Photo: Amélie Philibert (Université de Montréal) | The artist-researcher Chedly Boughedir

A doctoral candidate in film studies (research-creation) at the Université de Montréal, Chedly Boughedir is deeply involved in university life. In addition to his work as a research assistant at the Laboratoire CinéMédias, he has contributed, these past months, to the student exhibition Amalgame and the project DélibérUM (both links in French only). As a comic book artist, he explores the use of artificial intelligence (AI) in comics and is particularly interested in the notion of "glitch".

The artist-researcher therefore combines theoretical reflection with experimental practice in his work, guided by a deep interest in “errors, accidents, and their creative potential,” as he explains in our interview. “What led me to the glitch was comics—or rather, the glitch brought me back to comics, which then appeared to me as the central object to study in my PhD.”

In his view, glitches can manifest in many forms: “printing errors, scanning errors, AI-generated glitches, or even screen glitches that affect the display of comic book pages.” By studying them, he seeks to “redefine how we create, conceptualize, and read comics.”

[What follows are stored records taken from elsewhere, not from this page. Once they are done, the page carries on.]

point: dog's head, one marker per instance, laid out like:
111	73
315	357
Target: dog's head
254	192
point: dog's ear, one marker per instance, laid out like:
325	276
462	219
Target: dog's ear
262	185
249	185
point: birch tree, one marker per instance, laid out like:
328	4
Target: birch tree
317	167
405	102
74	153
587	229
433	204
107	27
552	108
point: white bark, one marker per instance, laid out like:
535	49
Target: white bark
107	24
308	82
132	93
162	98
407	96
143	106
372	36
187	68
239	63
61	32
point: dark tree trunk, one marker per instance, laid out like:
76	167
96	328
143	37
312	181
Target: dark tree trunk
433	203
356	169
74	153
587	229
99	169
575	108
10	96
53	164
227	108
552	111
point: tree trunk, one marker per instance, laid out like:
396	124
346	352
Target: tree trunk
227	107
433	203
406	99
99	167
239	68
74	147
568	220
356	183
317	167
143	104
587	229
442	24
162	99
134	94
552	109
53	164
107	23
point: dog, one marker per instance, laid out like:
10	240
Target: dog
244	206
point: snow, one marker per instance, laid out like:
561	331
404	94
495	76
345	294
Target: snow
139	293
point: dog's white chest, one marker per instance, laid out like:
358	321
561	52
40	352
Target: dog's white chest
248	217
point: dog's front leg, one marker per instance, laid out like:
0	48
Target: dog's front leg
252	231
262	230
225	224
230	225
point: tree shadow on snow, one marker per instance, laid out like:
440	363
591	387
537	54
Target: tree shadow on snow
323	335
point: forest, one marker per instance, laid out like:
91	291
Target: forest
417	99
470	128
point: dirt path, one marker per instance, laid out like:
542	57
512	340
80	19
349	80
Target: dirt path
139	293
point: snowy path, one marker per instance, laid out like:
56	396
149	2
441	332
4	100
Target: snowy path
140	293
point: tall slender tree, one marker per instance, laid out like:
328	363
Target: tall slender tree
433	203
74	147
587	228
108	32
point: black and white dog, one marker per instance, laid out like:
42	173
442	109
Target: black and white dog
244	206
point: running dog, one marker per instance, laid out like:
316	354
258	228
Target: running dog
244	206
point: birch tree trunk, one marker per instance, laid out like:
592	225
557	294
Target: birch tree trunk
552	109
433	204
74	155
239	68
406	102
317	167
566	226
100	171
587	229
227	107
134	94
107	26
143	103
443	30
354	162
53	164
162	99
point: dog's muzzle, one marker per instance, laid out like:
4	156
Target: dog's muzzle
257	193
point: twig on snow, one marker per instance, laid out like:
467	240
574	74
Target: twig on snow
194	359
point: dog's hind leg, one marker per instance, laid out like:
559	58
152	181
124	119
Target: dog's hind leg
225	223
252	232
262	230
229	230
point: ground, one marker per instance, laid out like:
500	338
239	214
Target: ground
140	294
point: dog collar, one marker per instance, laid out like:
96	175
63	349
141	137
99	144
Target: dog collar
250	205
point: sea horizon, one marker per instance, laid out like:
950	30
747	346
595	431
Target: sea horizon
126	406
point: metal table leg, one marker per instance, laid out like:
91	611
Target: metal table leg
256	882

Originally from Tunisia, where he completed a bachelor’s degree in product design (2016) and a research master’s degree (2021) at the Institut des beaux-arts de Tunis, he says that he chose to settle in Montreal “not only for its rich comic book culture, but also to be supervised by the duo Philippe Marion and André Gaudreault, whose complementary expertise is ideal for supporting and guiding [his] research.” “The Université de Montréal is also known for its work on intermediality, a theoretical foundation that is essential for informing my research on comics and glitch.”

Video Installations

In 2023, Chedly Boughedir presented a video installation, Glitchy Moon, in Tokyo, Tunis, and Toronto. The piece featured a visual loop between a 70-page comic and a 12-second video, with each video frame corresponding to a page of the comic. “The comic becomes the video, and the video becomes the comic,” he says. “There’s no beginning or end.”

In Noise, another recent multimedia installation, presented in March at Amalgame—an annual ephemeral exhibition organized by the Université de Montréal’s Art History Students’ Association—he built on the same principle but added an interactive layer: QR codes granted access to other digital versions of the displayed elements. “This kind of treasure hunt gets the audience involved in a different way; they become active participants in the reading process.”

Photo: courtesy of Chedly Boughedir | Exhibition view of the installation Noise (2025) by Chedly Boughedir

This desire to challenge convention also shapes his reflection on autobiographical comics, a theme he is developing in his PhD work. “I have dysorthographia [a learning difference affecting written language], and I find it interesting that handwritten text with spelling mistakes can itself become a form of expression.” For Boughedir, error is not something to correct, but something to explore: “My interest in glitch also comes from that—from the tension between what the system labels as wrong and what I view as authentic.”

His technique, like his creative process, is hybrid. “Normally, I draw by hand on paper, then scan it and continue working on a tablet. But I also like to crumple the paper, manipulate the material… then I introduce the digital glitch.”

Pushing Boundaries

Another of his projects at Université de Montréal is DélibérUM—a training tool in the form of a video game that teaches students how deliberative assemblies function, designed under the direction of Professor Dominic Arsenault.

Boughedir is also making his mark on the Montreal arts scene. In 2024, he completed a residency at Dare-Dare, an artist-run center, where he explored the use of lenticular printing to evoke movement in archival images. “That printing technique allowed me to recreate glitch effects and link paper to digital media.”

By pushing the boundaries between reading and participation, printed material and digital flow, norms and deviations, Chedly Boughedir is carving out a unique path in comics studies. His research-creation work opens an original and thoughtful space for reimagining narrative drawing in the age of artificial intelligence.